Scheuer springt Konzernen zur Seite
In der SPD fürchten nicht wenige, dass ihre Partei auch aus dieser Kontroverse einmal mehr als Verlierer aus einer Koalitionskontroverse hervorgehen könnte.
Verkehrsminister Andreas Scheuer hatte schon vorgestern gerechtfertigt, dass Konzerne wie BMW nur eine Umtauschprämie anbieten, nicht aber eine Kostenübernahme bei Nachrüstungen: "Die konzentrieren sich mit attraktiven Prämien, attraktiven Leasing-Angeboten. Die gehen einfach halt eine andere Strategie. Die deutschen Hersteller haben unterschiedliche Kundenstämme!"

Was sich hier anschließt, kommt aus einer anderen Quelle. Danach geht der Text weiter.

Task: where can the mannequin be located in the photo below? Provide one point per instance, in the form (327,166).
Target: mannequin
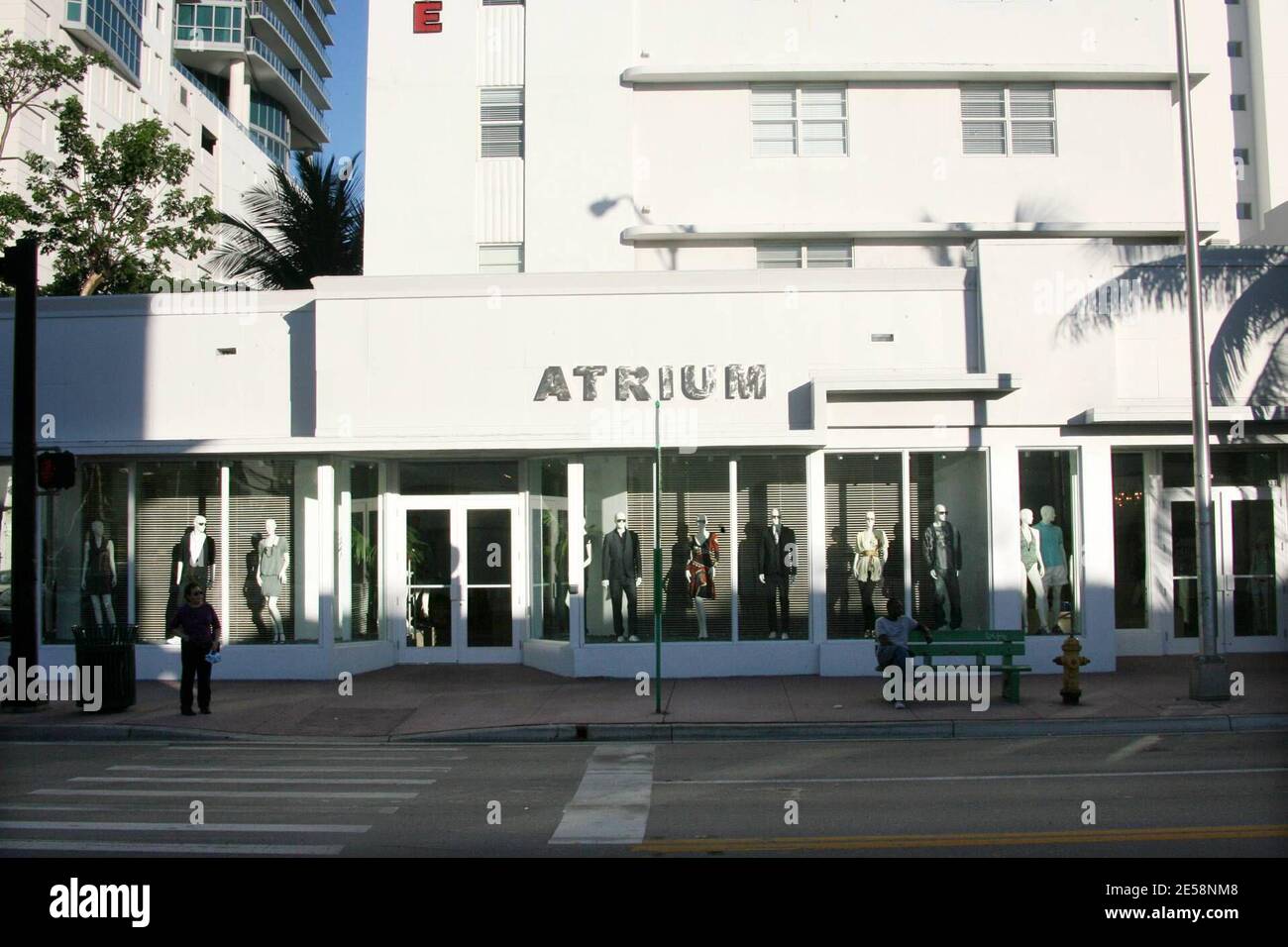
(703,557)
(1056,569)
(1030,561)
(777,573)
(941,547)
(622,569)
(98,574)
(270,574)
(196,561)
(871,551)
(588,557)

Städtetag fordert neue Plakette
Der Dieselkompromiss wirft bereits jetzt mehr Fragen als Antworten auf. Helmut Dedy, Geschäftsführer des Deutschen Städtetages fragt sich, wer künftig eigentlich sicherstellen soll, dass in den Problemstädten nur saubere Diesel unterwegs sind. Ohne eine neue Plakette, so Dedy im WDR, gehe da gar nichts.

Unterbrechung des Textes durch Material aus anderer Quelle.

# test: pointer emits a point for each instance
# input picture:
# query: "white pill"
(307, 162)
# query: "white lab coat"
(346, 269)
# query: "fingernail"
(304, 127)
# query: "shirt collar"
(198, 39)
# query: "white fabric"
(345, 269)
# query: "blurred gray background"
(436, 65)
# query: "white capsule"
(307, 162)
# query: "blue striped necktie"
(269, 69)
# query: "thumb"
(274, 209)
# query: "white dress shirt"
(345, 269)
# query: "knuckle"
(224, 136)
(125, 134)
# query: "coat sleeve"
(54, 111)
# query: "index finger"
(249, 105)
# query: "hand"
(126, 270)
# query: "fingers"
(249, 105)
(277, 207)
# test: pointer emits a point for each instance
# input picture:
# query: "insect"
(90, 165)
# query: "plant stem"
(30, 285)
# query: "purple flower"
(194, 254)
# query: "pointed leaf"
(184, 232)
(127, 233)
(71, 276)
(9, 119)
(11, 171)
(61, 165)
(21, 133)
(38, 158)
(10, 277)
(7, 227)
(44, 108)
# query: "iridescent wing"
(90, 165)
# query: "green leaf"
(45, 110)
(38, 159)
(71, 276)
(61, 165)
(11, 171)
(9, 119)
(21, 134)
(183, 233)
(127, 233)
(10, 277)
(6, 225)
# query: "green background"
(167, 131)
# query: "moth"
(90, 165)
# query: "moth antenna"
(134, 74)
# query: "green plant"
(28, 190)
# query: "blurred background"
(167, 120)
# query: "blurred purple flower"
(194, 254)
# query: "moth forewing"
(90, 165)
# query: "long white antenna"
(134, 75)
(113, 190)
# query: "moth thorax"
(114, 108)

"Wir können das im Moment überhaupt nicht kontrollieren. Wir können von außen nicht sehen, ist das ein guter Diesel , ein schlechter Diesel, nachgerüsteter, wie auch immer, da sagt die Bundesregierung, na ja, dann müsst Ihr halt auf die zentralen Register zugreifen. Aber das geht schlicht nicht, das könnten wir nur machen, wenn wir die Kennzeichen jeweils abgleichen. Also da ist eine blanke Stelle. Das kann so nicht bleiben!"

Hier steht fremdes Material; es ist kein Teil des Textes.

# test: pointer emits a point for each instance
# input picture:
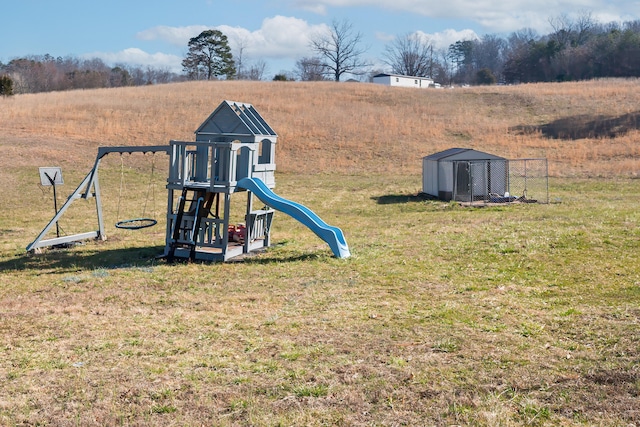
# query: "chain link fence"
(501, 181)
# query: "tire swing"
(143, 221)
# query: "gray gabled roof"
(453, 154)
(235, 118)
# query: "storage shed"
(403, 81)
(464, 175)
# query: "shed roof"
(401, 75)
(453, 154)
(236, 118)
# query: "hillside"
(584, 129)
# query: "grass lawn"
(507, 315)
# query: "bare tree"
(410, 55)
(310, 69)
(257, 70)
(340, 50)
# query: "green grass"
(444, 315)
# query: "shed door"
(462, 184)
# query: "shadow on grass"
(68, 260)
(391, 199)
(585, 126)
(96, 258)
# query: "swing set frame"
(88, 188)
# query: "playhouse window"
(264, 152)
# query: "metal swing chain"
(151, 188)
(121, 186)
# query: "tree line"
(576, 49)
(45, 73)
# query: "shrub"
(6, 86)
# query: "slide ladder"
(332, 235)
(185, 234)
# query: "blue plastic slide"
(332, 235)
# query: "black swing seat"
(136, 223)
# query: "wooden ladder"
(201, 206)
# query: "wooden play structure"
(233, 153)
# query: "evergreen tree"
(209, 56)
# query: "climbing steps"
(186, 227)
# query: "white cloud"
(138, 57)
(177, 36)
(492, 15)
(279, 37)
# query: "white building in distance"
(403, 81)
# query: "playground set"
(233, 153)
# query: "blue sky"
(155, 33)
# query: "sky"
(278, 32)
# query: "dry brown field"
(583, 129)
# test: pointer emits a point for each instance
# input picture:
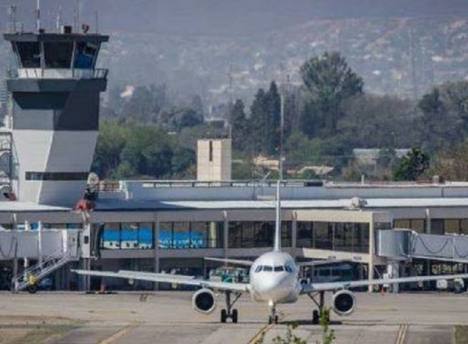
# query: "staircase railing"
(30, 277)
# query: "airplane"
(274, 280)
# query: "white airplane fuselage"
(274, 278)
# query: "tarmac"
(167, 317)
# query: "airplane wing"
(167, 278)
(329, 286)
(230, 261)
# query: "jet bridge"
(404, 244)
(49, 249)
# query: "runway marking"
(119, 334)
(402, 331)
(256, 338)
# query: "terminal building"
(402, 229)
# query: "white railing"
(59, 73)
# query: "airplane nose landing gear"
(316, 313)
(273, 318)
(228, 312)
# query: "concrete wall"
(214, 160)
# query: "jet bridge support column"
(156, 251)
(393, 271)
(371, 253)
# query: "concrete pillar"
(428, 221)
(371, 252)
(294, 234)
(226, 235)
(393, 271)
(85, 280)
(156, 231)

Was passiert mit den schmutzigen Dieseln?
Gerd Lottsiepen vom Verkehrsclub Deutschland macht im Gespräch mit dem Deutschlandfunk deutlich, wie wenig er vom Umtauschprogramm hält, und er verweist auf ein anderes Problem.
"Das ist ein Konjunkturprogramm für die Autoindustrie. Da werden Umtauschprämien versprochen, die man auch sonst kriegen könnte, weil: Rabatte gibt es immer schon. Die Autos werden aber nicht vom Markt genommen. Die fahren dann in Gebieten weiter, wo keine Fahrverbote drohen, ohne dass man technisch an ihnen etwas getan hat."
Tatsächlich scheint unklar, was mit den schmutzigen Dieseln wirklich passieren könnte.
"Das muss am Ende des Tages die Automobilindustrie entscheiden, die die Autos ja wieder zurücknimmt", meint Ministerin Svenja Schulze.
Dieser Satz dürfte nicht nur bei Juso-Chef Kevin Kühnert für Widerspruch sorgen. Auch die Umweltpolitiker in der SPD fragen sich, was die SPD-Ressortchefin tun kann und will, wenn sie ankündigt, in Sachen Diesel sei das letzte Wort noch nicht gesprochen.